Expats living in Australia could find themselves caught up in the confusion over the decision by American President Trump to deny entry to people from seven, mainly Muslim, countries in an immigration crackdown.

They are being advised that if they are looking to travel to the United States for work or to visit family and friends and they have a passport from, were born in, or have dual citizenship of the banned countries they may be turned back or even detained and questioned.

Donald-TrumpIt has created confusion for people with connections to the seven countries; Iran, Iraq, Libya, Somalia, Sudan, Syria and Yemen and despite worldwide condemnation the Department of Homeland Security has confirmed that the ban remains in place.

Those looking to travel to the US in the coming weeks who do not yet have a visa are likely to find that are unable to get one with the American Embassy and consulates in Australia already refusing applications. Students wishing to travel to the US could also be affected.

In one high profile case a schoolboy from Melbourne who was born in Australia but has dual Iranian citizenship has been refused a visa to go on a school trip to visit Orlando and Washington.

There is confusion at Australian airports as passengers with valid visas not allowed to board flights to the US and those that do facing not being allowed in to the US at the other end.

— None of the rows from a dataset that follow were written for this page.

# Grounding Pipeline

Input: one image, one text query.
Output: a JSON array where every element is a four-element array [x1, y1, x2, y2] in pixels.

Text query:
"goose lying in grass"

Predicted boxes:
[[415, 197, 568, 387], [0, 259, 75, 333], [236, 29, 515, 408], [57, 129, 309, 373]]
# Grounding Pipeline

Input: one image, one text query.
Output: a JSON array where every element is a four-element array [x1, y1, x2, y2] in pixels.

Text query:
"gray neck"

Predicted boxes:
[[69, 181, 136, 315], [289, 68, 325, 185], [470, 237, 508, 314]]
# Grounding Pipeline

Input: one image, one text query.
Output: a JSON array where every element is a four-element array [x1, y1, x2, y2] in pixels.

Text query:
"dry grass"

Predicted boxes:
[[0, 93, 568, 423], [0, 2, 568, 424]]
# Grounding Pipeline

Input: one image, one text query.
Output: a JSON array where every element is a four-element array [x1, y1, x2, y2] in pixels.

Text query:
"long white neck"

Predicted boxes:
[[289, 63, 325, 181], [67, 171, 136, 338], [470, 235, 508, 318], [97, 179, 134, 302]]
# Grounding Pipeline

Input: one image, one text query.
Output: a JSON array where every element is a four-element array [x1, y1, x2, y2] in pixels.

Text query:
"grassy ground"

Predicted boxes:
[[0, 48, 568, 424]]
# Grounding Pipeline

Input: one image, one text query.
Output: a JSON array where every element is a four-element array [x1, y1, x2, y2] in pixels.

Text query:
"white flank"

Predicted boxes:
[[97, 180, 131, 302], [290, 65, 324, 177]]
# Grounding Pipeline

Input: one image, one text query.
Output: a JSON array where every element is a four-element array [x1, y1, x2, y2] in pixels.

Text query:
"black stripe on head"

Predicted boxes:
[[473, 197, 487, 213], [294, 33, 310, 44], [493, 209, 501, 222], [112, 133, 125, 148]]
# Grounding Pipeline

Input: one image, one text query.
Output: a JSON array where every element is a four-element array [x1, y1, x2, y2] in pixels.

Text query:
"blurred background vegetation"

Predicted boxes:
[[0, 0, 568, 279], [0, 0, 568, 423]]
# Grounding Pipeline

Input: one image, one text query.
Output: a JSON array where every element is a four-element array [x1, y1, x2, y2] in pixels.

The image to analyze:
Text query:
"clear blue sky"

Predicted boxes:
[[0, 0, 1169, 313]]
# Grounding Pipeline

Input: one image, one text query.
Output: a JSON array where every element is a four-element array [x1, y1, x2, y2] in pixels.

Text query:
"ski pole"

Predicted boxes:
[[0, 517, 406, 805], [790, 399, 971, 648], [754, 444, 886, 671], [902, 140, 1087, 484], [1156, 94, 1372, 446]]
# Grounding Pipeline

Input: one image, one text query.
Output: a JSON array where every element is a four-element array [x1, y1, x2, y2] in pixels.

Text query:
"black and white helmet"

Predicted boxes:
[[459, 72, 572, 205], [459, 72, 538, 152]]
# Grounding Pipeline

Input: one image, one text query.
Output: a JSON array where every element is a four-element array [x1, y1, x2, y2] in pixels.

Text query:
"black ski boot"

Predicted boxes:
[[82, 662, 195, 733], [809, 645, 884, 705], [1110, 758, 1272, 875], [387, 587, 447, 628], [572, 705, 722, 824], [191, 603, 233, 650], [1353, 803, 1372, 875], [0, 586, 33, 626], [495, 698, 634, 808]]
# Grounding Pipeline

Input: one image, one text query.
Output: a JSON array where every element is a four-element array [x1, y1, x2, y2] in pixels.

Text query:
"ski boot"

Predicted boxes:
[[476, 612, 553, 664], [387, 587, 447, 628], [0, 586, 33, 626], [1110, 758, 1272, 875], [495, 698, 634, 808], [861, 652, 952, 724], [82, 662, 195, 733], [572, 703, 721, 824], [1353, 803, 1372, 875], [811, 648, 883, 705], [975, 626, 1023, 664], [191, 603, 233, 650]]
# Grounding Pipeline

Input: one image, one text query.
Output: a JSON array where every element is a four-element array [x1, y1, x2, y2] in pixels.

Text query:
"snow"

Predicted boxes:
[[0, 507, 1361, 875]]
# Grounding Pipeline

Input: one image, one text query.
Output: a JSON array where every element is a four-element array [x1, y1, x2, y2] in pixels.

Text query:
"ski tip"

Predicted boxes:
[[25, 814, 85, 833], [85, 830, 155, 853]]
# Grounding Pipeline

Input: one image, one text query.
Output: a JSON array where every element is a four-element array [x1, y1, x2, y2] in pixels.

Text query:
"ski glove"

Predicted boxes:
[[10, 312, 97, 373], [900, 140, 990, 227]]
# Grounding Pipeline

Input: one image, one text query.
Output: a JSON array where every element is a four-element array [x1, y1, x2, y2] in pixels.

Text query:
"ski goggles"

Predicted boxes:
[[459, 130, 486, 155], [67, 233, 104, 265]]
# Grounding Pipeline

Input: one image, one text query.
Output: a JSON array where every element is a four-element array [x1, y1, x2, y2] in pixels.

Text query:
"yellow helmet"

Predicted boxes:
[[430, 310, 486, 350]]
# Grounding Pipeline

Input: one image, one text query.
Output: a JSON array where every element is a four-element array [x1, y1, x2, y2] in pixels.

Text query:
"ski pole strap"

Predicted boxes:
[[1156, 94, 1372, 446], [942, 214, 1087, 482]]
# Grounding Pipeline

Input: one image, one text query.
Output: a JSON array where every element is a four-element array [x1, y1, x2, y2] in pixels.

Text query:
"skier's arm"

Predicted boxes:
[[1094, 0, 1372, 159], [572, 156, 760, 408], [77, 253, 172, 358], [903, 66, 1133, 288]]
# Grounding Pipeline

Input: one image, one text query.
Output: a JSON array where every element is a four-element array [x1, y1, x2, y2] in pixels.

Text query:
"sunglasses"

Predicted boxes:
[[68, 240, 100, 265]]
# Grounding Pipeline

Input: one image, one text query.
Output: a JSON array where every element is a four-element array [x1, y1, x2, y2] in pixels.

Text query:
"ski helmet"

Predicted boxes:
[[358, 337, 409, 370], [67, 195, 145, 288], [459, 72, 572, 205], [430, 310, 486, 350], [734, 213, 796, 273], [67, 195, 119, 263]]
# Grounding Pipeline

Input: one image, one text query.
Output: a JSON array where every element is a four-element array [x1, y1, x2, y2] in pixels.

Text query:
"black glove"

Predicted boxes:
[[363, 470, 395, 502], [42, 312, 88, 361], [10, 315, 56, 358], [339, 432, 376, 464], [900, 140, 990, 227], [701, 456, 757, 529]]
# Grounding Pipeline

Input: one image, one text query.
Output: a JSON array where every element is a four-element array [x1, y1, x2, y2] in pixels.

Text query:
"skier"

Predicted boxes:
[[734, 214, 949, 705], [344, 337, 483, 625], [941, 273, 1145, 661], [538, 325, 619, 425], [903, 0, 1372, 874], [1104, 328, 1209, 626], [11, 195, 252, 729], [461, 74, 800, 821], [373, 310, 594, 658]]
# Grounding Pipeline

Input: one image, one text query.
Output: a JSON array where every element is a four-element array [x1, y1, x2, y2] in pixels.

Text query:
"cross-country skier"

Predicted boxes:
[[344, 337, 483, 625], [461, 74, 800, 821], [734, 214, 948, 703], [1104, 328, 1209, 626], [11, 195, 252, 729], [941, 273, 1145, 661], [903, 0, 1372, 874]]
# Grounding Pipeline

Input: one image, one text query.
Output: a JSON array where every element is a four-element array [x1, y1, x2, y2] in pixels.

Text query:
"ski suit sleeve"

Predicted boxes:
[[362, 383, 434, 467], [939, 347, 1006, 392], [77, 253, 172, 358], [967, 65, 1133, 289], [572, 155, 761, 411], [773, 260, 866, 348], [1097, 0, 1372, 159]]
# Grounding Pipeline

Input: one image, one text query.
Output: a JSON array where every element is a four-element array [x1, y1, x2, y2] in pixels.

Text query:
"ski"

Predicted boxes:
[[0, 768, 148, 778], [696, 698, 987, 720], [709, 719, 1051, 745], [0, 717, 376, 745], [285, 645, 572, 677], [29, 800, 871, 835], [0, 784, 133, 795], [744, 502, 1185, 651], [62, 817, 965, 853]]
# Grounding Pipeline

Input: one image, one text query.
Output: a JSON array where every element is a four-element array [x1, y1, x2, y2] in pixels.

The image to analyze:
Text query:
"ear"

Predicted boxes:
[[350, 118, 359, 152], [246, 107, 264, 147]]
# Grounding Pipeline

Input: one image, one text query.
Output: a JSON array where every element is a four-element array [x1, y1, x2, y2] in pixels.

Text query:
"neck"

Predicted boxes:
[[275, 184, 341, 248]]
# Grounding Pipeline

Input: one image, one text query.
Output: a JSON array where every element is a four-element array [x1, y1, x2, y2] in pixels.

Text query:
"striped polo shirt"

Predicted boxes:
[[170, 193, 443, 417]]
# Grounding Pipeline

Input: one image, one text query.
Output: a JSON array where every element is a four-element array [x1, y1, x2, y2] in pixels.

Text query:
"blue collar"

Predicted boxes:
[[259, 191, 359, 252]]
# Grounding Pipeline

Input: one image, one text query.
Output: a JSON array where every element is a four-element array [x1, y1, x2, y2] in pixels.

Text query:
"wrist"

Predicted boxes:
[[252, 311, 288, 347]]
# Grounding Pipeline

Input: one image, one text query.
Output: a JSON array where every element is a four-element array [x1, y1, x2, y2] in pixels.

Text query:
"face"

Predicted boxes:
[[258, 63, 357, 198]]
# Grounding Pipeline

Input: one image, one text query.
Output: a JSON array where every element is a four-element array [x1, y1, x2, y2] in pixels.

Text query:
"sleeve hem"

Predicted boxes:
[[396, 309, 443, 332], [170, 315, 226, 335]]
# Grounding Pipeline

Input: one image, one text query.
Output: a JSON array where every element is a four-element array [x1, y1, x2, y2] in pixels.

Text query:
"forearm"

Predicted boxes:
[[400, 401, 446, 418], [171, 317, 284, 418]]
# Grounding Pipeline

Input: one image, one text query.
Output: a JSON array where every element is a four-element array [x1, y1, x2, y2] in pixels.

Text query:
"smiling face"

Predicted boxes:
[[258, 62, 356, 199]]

The Australian Government's Smarttraveller website has updated its notifications warning travellers to the US about the controversial new rules. It explains that citizens of the seven banned nations will no longer be allowed to apply for the standard electronic travel authorisation (ETSA) which travellers must complete before heading to the US.

The ETSA is an online application that determines entry eligibility based on security or police risks and even those who have previously been issued with an ETSA are likely to have it revoked.

Australian airline Qantas said that due to the change to US entry conditions it will try to help affected customers and offer refunds if necessary for people unable to travel who have already booked their flights while Virgin Australia is advising international travellers to ensure they have the documentation required to enter the US.

'Travellers are advised that visa and other entry and exit conditions can change at short notice. Travellers should contact the nearest Embassy or Consulate of the United States for the most current information,' said an Australian Foreign Office spokesman.

'The Australian Embassy in Washington is engaging with US officials on the potential implications of the suspension for Australian travellers, including dual nationals,' he added.